De nombreux Arabes se disent préoccupés des menaces que profère le président turc Recep Tayyip Erdogan et de son ingérence continue dans les affaires intérieures de leur pays. « Certains pays de notre région n'existaient pas hier, et n'existeront peut-être pas à l'avenir », a fait remarquer Erdogan le 1er octobre. (Photo par Adem Altan / AFP via Getty Images) |
Le président turc Recep Tayyip Erdogan ne cesse d'insulter et de menacer les Arabes, en particulier ceux du Golfe.
Nombreux sont les Arabes que les menaces d'Erdogan préoccupent et qui craignent ouvertement son ingérence continue dans les affaires intérieures de leur pays. Le moment est venu disent-ils, de tenir tête à Erdogan et de mettre fin à ses manigances « malveillantes » contre les pays arabes.
Sur les réseaux sociaux, nombreux sont les Arabes qui condamnent les offenses verbales d'Erdogan et ses menaces à peine voilées contre leur pays.
Ainsi, les Arabes ont été choqués qu'Erdogan, ait déclaré, le 1er octobre, aux législateurs turcs que : « certains pays de la région n'existaient pas hier, et n'existeront peut-être pas demain, mais si Dieu le veut, notre drapeau flottera au vent de cette région pour toujours.» Pour Erdogan, les « pays qui n'existeront pas demain » pourraient bien être l'Arabie saoudite, les Émirats arabes unis, Oman et d'autres pays du Golfe.
Le président Erdogan a tenu ces propos à l'ouverture de la 27e session législative du parlement turc.

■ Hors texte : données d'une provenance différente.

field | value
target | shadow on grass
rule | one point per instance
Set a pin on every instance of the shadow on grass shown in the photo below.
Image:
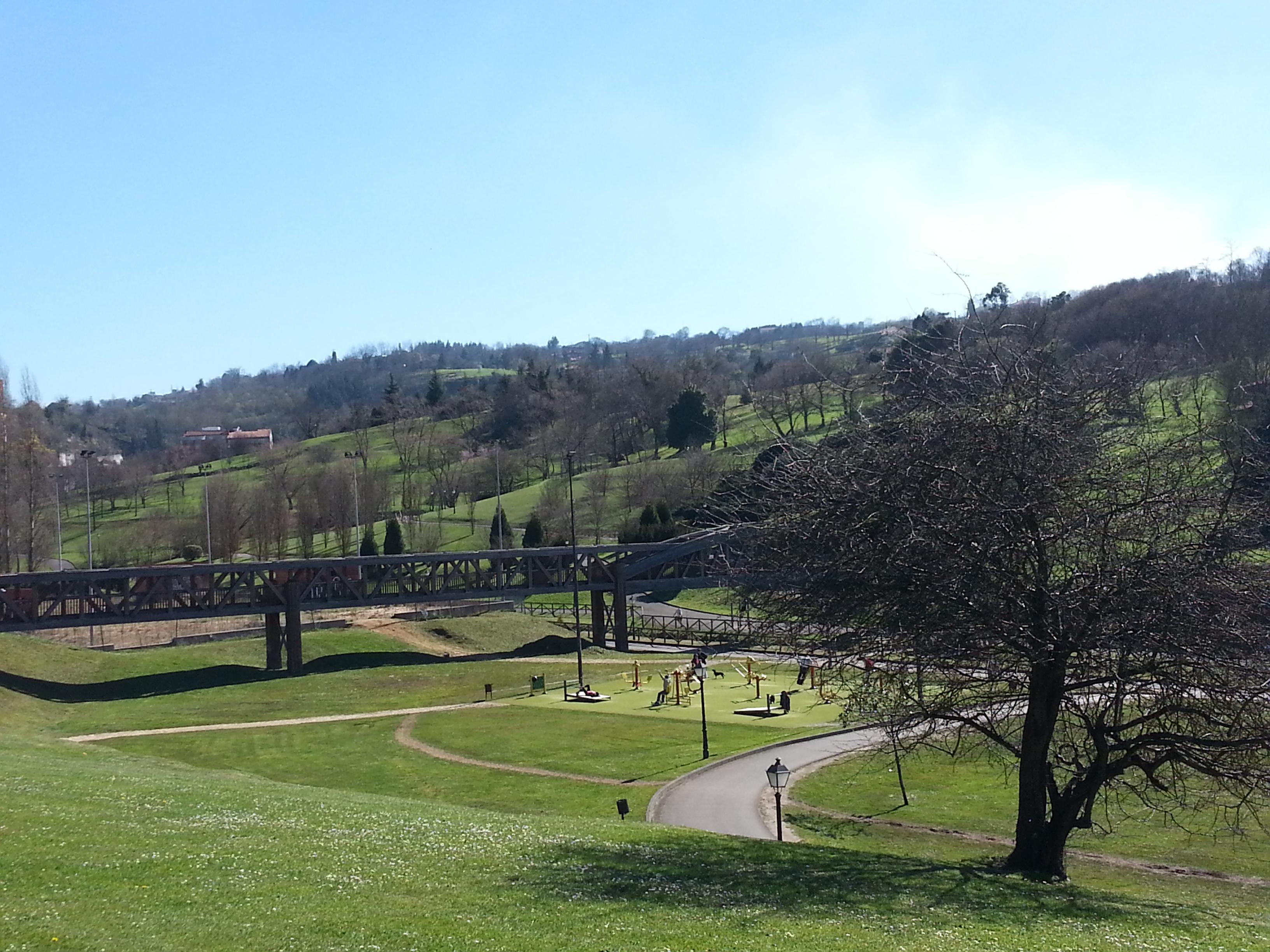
(200, 678)
(733, 873)
(225, 674)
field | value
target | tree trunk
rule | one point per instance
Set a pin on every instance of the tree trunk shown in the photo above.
(1039, 842)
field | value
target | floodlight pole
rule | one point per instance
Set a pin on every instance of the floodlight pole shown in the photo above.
(58, 508)
(206, 469)
(573, 542)
(357, 506)
(88, 493)
(498, 498)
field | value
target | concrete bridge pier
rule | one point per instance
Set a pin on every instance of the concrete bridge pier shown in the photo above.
(274, 641)
(295, 652)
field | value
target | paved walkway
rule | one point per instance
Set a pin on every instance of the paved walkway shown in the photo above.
(288, 723)
(404, 737)
(732, 795)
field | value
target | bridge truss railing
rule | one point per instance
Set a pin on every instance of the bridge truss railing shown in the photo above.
(154, 593)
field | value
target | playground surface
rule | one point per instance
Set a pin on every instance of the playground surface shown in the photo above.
(724, 696)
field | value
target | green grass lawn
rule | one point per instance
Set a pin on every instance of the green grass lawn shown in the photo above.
(724, 696)
(347, 672)
(333, 836)
(595, 743)
(973, 795)
(321, 756)
(112, 851)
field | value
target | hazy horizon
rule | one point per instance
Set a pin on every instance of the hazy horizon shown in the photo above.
(211, 186)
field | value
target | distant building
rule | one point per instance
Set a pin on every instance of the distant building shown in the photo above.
(219, 441)
(242, 441)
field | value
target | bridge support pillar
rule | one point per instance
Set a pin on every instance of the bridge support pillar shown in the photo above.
(597, 620)
(621, 640)
(295, 653)
(274, 641)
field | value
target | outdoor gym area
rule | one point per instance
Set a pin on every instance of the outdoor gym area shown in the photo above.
(738, 688)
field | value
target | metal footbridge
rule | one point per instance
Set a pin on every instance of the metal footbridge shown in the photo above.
(280, 591)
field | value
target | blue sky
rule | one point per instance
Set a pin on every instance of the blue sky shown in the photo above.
(189, 187)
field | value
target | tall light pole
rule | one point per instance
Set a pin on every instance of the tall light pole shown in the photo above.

Commentant la mort de l'émir du Koweït, le cheikh Sabah Al-Ahmad Al-Sabah, Erdogan a déclaré : « Il [l'émir du Koweït] était « un leader différent, avisé et sage, contrairement à certains dirigeants de la région dont les décisions n'ont aucune rationalité, aucune logique, ni aucune équité ».
Ces propos d'Erdogan ont été perçus comme « hostiles aux Arabes » et interprétés comme une « déclaration de guerre aux Arabes ». Ils ont déclenché une vague de protestations et de condamnations dans les Etats du Golfe.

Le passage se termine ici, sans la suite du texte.